Introduction

As mentioned before, Calends is a library for handling dates and times across arbitrary calendar systems. But what does that actually mean?

Let’s say you’re working on an application that uses dates. Pretty much anything can qualify, really – we use dates in everything, throughout our daily lives. Scheduling, journaling, historical research, projections into the future, or just displaying the current date in the UI. Now let’s say you want your app to be used by people all over the globe. The current approach, used for decades, is to simply use the Gregorian Calendar, which has (partially as a side effect of this decision) become the default calendar system in use across the globe, for coordinating, tracking, and preserving events worldwide.

But this decision wasn’t made with internationalization and localization in mind. It was made as a result of practicality, with limited computing capabilities at the time, and persists mostly as a result of laziness – if the entire world is already using it anyway, why bother with anything else? It has also persisted out of ignorance – many people aren’t aware there are other calendars out there in the first place, never mind that several are still in active use to this day. Properly localizing applications should include adjusting the displayed date to use the preferred calendar system of the user.

Sadly, most of the solutions currently available for handling dates (and times) in software are purpose-built for a single calendar system, and use APIs entirely different from those meant to handle dates in others. This makes it very tricky to build an application that supports more than one calendar system at a time. Each new calendar system requires hours of work to learn, connect, and usually abstract to a point where it is usable within the larger application, and even that’s no guarantee the values can be stored or compared accurately.

That’s what Calends set out to solve. It provides a single interface for interacting with any supported calendar system, and an easy way to extend it to support others, so that once you’ve added support for a calendar system once, you have that support anywhere, without having to rewrite anything to fit your next application.
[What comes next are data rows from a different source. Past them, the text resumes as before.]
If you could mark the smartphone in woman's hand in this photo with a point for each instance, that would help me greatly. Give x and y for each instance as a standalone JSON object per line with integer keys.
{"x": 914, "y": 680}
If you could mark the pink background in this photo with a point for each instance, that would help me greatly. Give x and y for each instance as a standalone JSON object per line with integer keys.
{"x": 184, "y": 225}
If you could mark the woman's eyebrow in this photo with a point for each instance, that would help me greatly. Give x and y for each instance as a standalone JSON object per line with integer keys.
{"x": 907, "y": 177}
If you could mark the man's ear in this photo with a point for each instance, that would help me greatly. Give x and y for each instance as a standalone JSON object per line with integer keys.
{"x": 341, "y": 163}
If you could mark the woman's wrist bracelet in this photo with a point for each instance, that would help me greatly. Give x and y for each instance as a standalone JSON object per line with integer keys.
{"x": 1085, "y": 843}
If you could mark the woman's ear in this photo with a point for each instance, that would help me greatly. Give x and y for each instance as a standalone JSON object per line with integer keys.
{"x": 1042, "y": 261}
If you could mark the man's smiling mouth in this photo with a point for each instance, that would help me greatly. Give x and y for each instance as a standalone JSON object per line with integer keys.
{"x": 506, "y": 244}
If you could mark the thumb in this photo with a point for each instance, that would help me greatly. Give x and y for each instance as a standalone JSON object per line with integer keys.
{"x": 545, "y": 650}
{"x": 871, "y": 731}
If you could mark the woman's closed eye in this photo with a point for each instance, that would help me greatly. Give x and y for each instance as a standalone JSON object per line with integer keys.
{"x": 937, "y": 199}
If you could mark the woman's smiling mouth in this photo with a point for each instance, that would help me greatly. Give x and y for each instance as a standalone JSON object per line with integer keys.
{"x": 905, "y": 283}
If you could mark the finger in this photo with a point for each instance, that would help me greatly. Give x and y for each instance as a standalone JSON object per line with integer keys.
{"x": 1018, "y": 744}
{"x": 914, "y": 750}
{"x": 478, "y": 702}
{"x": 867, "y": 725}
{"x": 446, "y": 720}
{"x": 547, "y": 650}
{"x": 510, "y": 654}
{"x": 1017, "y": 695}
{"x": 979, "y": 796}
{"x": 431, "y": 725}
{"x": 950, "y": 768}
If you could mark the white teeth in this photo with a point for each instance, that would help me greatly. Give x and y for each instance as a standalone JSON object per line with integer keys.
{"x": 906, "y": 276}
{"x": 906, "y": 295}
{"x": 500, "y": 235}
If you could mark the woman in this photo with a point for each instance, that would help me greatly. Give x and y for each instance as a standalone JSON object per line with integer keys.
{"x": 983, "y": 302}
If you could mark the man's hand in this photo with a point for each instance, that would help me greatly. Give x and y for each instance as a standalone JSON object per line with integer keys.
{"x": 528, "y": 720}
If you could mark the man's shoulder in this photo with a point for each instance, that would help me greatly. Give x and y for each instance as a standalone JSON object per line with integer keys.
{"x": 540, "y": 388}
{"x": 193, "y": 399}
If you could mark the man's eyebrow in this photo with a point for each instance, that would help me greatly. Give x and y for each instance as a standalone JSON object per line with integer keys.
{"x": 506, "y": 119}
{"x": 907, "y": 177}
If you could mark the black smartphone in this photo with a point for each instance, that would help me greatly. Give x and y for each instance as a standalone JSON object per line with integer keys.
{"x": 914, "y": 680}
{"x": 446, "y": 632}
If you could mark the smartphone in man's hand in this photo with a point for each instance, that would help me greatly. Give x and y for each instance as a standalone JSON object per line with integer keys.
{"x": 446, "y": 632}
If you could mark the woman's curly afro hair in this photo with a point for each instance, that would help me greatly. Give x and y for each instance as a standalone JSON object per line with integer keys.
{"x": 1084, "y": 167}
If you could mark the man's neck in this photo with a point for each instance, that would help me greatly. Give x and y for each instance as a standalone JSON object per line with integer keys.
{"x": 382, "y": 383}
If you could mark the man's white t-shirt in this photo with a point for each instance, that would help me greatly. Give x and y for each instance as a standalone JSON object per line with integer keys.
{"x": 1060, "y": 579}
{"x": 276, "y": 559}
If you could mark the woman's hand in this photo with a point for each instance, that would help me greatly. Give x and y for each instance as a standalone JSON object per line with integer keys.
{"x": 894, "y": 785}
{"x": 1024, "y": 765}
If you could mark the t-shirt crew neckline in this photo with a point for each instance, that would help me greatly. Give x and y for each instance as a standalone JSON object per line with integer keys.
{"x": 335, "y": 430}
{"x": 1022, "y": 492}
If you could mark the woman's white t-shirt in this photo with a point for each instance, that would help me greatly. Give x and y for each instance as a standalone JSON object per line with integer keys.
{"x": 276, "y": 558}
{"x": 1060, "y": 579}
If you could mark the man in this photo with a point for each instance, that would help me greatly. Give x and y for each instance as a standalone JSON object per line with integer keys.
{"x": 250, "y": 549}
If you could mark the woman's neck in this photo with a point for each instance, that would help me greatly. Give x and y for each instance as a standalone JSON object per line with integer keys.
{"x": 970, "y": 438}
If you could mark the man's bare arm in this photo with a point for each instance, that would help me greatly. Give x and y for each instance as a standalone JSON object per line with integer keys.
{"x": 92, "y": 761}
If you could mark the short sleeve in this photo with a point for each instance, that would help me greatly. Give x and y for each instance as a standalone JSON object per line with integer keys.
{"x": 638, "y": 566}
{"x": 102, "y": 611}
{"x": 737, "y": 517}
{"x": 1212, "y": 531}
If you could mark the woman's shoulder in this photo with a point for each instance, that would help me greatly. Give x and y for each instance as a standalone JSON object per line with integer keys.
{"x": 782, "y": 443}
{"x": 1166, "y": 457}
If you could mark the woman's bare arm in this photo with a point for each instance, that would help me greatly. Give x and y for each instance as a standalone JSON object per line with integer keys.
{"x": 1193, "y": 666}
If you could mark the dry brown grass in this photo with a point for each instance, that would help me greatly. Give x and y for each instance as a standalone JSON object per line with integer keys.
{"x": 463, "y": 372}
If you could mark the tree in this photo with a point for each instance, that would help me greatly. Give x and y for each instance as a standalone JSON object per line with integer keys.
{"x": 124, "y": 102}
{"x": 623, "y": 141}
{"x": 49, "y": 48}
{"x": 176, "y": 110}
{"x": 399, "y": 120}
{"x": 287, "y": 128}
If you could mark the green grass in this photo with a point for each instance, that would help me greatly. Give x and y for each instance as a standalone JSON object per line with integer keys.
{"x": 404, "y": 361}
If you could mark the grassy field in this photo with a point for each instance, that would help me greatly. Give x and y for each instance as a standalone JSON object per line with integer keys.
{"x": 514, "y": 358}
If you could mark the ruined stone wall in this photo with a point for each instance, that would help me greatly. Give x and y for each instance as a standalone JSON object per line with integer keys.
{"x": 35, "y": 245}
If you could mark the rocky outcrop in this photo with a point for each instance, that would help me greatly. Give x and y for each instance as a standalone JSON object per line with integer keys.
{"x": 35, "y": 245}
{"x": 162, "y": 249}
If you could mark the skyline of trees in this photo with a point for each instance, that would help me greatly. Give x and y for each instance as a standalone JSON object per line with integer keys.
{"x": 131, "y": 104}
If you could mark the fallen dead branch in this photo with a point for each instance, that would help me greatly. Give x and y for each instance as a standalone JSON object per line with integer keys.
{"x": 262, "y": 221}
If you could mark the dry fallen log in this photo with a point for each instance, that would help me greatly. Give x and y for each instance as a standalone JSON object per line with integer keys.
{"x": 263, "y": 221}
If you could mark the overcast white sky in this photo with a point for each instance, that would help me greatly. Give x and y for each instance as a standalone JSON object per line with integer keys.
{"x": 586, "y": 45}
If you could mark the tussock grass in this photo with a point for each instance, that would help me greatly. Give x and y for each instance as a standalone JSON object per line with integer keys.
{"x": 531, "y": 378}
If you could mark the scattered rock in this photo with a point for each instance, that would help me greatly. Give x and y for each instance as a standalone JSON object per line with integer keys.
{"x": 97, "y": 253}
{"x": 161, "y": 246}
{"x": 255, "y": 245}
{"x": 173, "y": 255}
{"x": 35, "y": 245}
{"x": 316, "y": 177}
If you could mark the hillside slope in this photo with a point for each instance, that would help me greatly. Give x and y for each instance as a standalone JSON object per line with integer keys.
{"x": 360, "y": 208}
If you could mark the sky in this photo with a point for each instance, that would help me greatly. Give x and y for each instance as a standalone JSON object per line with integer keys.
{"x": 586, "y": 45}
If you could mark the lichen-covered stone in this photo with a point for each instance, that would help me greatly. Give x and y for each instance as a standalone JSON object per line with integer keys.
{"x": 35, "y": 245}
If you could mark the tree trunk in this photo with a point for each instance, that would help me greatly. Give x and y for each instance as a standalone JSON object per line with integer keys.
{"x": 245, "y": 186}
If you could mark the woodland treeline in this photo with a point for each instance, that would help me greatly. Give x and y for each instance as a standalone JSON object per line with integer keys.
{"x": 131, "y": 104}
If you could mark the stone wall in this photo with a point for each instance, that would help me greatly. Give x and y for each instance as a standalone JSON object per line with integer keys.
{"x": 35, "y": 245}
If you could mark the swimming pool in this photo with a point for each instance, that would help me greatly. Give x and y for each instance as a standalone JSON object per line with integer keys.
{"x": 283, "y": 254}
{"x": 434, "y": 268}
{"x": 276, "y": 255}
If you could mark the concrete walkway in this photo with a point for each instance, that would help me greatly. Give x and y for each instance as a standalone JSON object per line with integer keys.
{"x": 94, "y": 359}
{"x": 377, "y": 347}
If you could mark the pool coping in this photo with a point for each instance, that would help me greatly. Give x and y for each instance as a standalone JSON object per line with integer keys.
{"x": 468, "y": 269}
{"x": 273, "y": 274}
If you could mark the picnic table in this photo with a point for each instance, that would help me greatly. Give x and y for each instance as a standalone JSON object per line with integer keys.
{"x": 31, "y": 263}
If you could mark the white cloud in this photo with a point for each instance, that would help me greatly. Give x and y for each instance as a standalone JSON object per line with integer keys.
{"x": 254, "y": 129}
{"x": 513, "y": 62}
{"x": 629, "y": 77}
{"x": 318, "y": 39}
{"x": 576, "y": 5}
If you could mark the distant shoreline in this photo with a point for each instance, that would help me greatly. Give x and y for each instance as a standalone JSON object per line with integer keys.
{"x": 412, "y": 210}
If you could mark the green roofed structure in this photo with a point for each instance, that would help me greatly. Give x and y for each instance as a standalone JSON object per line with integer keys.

Additionally, you can take full advantage of any calendar system implemented by anybody else.

Accept date/time input in any calendar system, perform date/time calculations on the resulting value, again in any calendar system, and then display the result – yes, in any calendar system. Dates are stored, internally, in an extremely accurate value that can track dates out 146 billion years into the past or future, with a resolution of 10-45 seconds, which is smaller than Planck Time1. In other words, it should be more than sufficient to record instants of any duration and resolution desired for any conceived use case.

1

Planck Time is the smallest meaningful unit of time, and is about 54×10-45 seconds. It corresponds to the amount of time it takes a photon (traveling at the speed of light through a vaccuum) to traverse one Planck Length, which itself is about 10-20 times the diameter of a proton. Even quantum interactions below this scale lose any meaning, and so values below them are considered extraneous, in addition to being entirely unmeasurable with current technologies and techniques.